Pour les clients en distribution, le tarif de réseau moyen évoluerait « de manière faible à modérée d'ici à 2050 » dans les deux scénarios de décroissance modérée : + 0,2 % par an hors inflation jusqu'en 2050 dans le scénario « GR » et + 1,4 % par an hors inflation jusqu'en 2050 dans le scénario « S3 ».

En revanche, ce tarif de réseau moyen pourrait augmenter de 3,5 % par an hors inflation jusqu'en 2050, si le scénario de décroissance rapide (S1) se réalise.
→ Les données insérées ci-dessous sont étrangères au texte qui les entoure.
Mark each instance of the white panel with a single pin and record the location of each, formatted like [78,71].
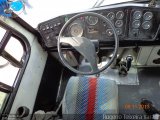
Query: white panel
[27,91]
[143,55]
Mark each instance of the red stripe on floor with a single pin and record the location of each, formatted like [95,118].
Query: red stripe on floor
[91,98]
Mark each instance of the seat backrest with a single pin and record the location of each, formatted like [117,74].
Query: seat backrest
[89,98]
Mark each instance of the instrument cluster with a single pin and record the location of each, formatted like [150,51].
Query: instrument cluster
[131,24]
[141,24]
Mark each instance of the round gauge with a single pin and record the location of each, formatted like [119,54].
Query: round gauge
[146,25]
[118,31]
[111,15]
[119,23]
[92,20]
[76,30]
[148,16]
[137,15]
[136,24]
[120,15]
[109,32]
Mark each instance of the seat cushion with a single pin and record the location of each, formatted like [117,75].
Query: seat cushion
[89,98]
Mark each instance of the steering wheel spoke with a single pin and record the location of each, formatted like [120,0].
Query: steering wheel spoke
[84,46]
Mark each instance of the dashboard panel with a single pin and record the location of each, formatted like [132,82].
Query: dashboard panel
[135,22]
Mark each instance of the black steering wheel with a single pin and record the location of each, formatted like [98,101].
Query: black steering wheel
[85,47]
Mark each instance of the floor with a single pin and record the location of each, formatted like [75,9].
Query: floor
[149,86]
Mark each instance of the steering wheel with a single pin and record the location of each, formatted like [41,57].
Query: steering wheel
[85,47]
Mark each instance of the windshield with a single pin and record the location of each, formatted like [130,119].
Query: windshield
[42,10]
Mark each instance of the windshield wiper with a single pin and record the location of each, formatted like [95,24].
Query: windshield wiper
[100,2]
[97,4]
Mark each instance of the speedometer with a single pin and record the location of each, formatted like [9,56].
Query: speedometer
[137,15]
[76,30]
[92,20]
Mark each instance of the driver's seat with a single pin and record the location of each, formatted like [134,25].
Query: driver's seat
[90,98]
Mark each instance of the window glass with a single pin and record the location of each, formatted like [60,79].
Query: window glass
[2,32]
[14,48]
[2,99]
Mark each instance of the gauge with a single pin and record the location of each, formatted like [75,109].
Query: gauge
[119,23]
[118,31]
[111,15]
[146,25]
[120,15]
[92,20]
[136,24]
[148,16]
[137,15]
[109,32]
[76,30]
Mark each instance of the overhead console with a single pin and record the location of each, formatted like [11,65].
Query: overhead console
[133,22]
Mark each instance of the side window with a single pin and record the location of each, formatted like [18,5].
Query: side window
[13,58]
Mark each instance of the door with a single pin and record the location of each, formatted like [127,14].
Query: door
[22,61]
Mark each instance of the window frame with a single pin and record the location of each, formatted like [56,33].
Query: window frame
[11,32]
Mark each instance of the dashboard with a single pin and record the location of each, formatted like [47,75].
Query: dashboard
[133,22]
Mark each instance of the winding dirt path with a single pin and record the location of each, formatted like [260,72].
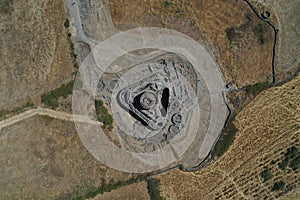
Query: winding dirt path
[45,112]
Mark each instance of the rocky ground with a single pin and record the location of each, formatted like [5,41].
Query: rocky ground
[268,127]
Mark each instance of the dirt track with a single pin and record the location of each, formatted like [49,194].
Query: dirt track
[44,112]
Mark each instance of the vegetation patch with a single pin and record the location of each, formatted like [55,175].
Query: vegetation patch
[258,88]
[230,33]
[291,159]
[4,113]
[6,6]
[226,139]
[107,188]
[266,174]
[67,23]
[168,3]
[279,185]
[259,32]
[50,99]
[103,115]
[153,189]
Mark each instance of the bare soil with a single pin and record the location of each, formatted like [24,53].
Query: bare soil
[244,55]
[268,126]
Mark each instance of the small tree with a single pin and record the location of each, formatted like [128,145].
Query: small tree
[67,23]
[279,185]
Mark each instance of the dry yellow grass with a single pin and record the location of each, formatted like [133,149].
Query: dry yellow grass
[137,191]
[243,60]
[268,126]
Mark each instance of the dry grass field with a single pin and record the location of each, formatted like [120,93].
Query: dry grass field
[43,158]
[34,56]
[288,49]
[268,127]
[240,42]
[137,191]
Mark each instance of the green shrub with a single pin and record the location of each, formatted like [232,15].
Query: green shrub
[103,115]
[266,174]
[4,113]
[259,32]
[167,3]
[278,186]
[283,164]
[230,33]
[295,163]
[153,189]
[257,88]
[291,158]
[226,139]
[50,99]
[67,23]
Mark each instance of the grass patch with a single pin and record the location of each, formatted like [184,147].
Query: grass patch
[67,23]
[168,3]
[18,110]
[6,6]
[50,99]
[259,32]
[226,139]
[103,115]
[266,174]
[258,88]
[107,188]
[153,189]
[279,185]
[291,159]
[230,33]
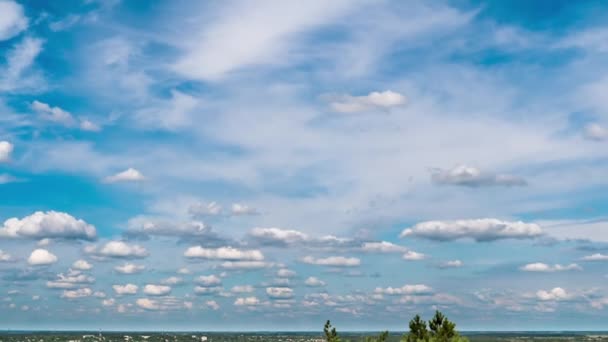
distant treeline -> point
(439, 329)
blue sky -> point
(269, 165)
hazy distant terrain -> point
(282, 337)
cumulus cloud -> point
(451, 264)
(594, 131)
(595, 257)
(6, 149)
(146, 226)
(128, 175)
(70, 280)
(405, 290)
(238, 209)
(127, 289)
(314, 282)
(242, 289)
(78, 293)
(541, 267)
(82, 265)
(481, 230)
(279, 292)
(4, 256)
(17, 74)
(89, 126)
(53, 114)
(554, 294)
(12, 19)
(117, 249)
(280, 237)
(210, 280)
(41, 257)
(207, 290)
(413, 256)
(247, 301)
(147, 304)
(157, 290)
(205, 209)
(50, 224)
(272, 236)
(334, 261)
(389, 247)
(372, 101)
(285, 273)
(129, 268)
(213, 305)
(244, 265)
(172, 281)
(223, 253)
(472, 177)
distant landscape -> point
(285, 336)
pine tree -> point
(331, 335)
(418, 330)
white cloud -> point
(117, 249)
(142, 225)
(334, 261)
(5, 178)
(88, 125)
(128, 175)
(127, 289)
(183, 270)
(478, 230)
(205, 209)
(210, 280)
(17, 74)
(82, 265)
(554, 294)
(314, 282)
(372, 101)
(451, 264)
(594, 131)
(213, 305)
(4, 256)
(595, 257)
(223, 253)
(12, 19)
(285, 273)
(172, 281)
(50, 224)
(472, 177)
(242, 289)
(244, 265)
(170, 114)
(206, 290)
(78, 293)
(278, 235)
(279, 292)
(70, 280)
(157, 290)
(53, 114)
(413, 256)
(6, 149)
(405, 290)
(41, 257)
(249, 34)
(383, 247)
(108, 302)
(239, 209)
(129, 268)
(247, 301)
(542, 267)
(147, 304)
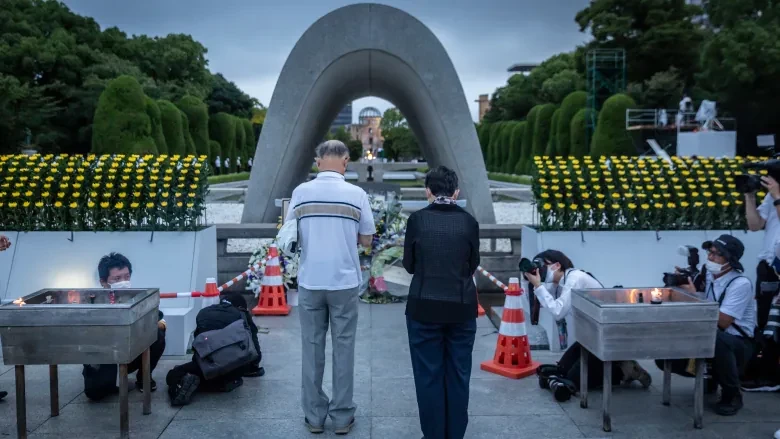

Autrement dit, une hausse incompatible avec la recherche de soutenabilité des tarifs souhaitée par la CRE. Pour rappel, les tarifs de réseau représentent environ un tiers de la facture globale de gaz pour un ménage à l'heure actuelle.

Évolution du tarif d'acheminement moyen payé par le consommateur raccordé au réseau de distribution (coûts échoués et de démantèlement inclus) par scénario

Source : Rapport 2026 de la CRE sur l'avenir des infrastructures gazières à 2050.

6 pistes d'évolution

La CRE souligne la nécessité de maintenir une soutenabilité du cadre tarifaire lié aux coûts de réseaux, d'autant plus que « les prix de la molécule de gaz, en se verdissant, sont susceptibles d'augmenter progressivement, ce qui ajouterait à la pression économique sur la facture énergétique globale ». Se pose alors une problématique centrale : « trouver la bonne répartition des charges entre les consommateurs actuels et futurs permettant d'atteindre un niveau de tarif soutenable en 2050, sans néanmoins pénaliser excessivement les consommateurs d'aujourd'hui ».

À cette fin, six pistes d'évolution techniques du cadre tarifaire sont présentées par la CRE :

  • réduire les durées d'amortissement de catégories d'actifs (réduisant ainsi le risque de coûts échoués) ;
  • amortir de façon accélérée les actifs dont la sortie est planifiée (pour que la date de fin d'amortissement n'excède pas la date prévisionnelle de sortie de l'actif) ;
  • couvrir de façon anticipée des coûts de démantèlement des actifs (à l'heure actuelle, seul le tarif des terminaux méthaniers prévoit la couverture de provisions pour démantèlement, souligne la CRE) ;
  • ne plus réévaluer la base d'actifs régulés historique (la « BAR » constitue l'ensemble des actifs du périmètre régulé et permet de déterminer le niveau des charges de capital incluses dans les tarifs d'utilisation des réseaux) à l'inflation ;
  • ne plus intégrer dans la BAR les investissements payés par les tiers ;
  • déduire les recettes excédentaires du CRCP (compte de régulation des produits et des charges) de la BAR.

La CRE souligne qu'il s'agit de « pistes de réflexion » qui seront abordées lors des prochaines discussions tarifaires à propos des tarifs gaziers « qui s'ouvrent en 2027 pour une décision début 2028 ».

Différentes mesures « complémentaires au tarif » sont aussi énoncées par la CRE, comme la possibilité d'une prise en compte d'une partie des coûts de réseaux dans le budget de l'État ou le maintien des aides à la rénovation et à l'efficacité énergétique pour les clients gaz, pour leur permettre de maîtriser leurs factures.